C’est un roman à deux voix. Dont une s'est éteinte en 1939 à New York, celle d'Ernst Toller, un écrivain socialiste, juif allemand, exilé depuis l’arrivée d’Hitler au pouvoir en 1933. On comprend plus tard que les souvenirs qu’il dicte à sa jeune secrétaire le sont dans l'urgence de l'adieu.

La deuxième voix est celle de la narratrice principale, Ruth Becker, photographe de métier, militante de la cause des exilés et amie d’Ernst Toller. Tous deux veulent alerter le reste du monde sur la promesse des jours sombres qui plane sur l’Europe dans les intentions du dictateur. "Le monde va-t-il oublier ces efforts gigantesques que nous avons faits pour le sauver".

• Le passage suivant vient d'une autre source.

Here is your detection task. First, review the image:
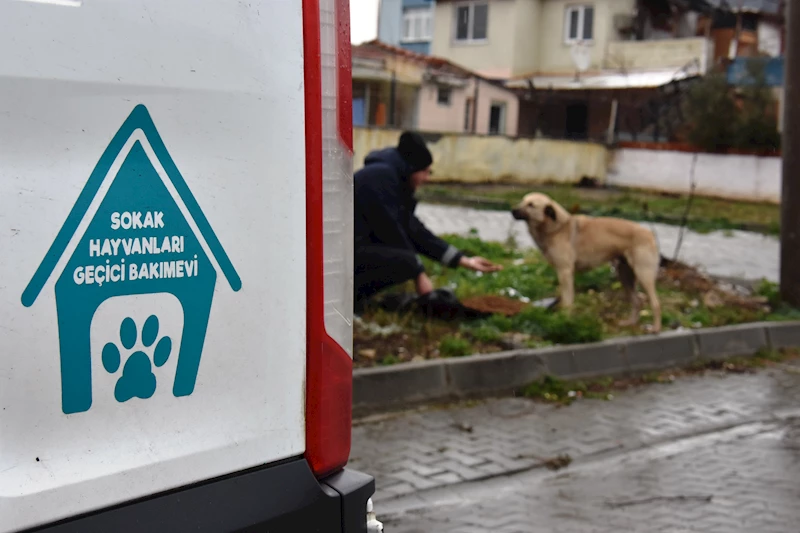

La solitude et la peur sont leur lot quotidien. Bien que réfugiés en Angleterre, ils ont compris que la mollesse des Européens ne les mettrait pas à l’abri des atteintes des Nazis. "La peur a le pouvoir de révéler le murmure du silence, le bruit de l'univers qui, tranquillement, se déplace pour vous accueillir." La mort de leur parente et amie Dora en sera la triste preuve. Le savant maquillage en suicide de sa disparition sera l'argument de ceux dont la prudence sera synonyme de lâcheté. Ce roman tiré de faits réels est l'ultime témoignage d’une survivante de cette période, moins souvent évoquée que les horreurs qu'elle annonce, mais au cours de laquelle les Européens se sont cantonnés dans un immobilisme coupable face à l’ascension du monstre.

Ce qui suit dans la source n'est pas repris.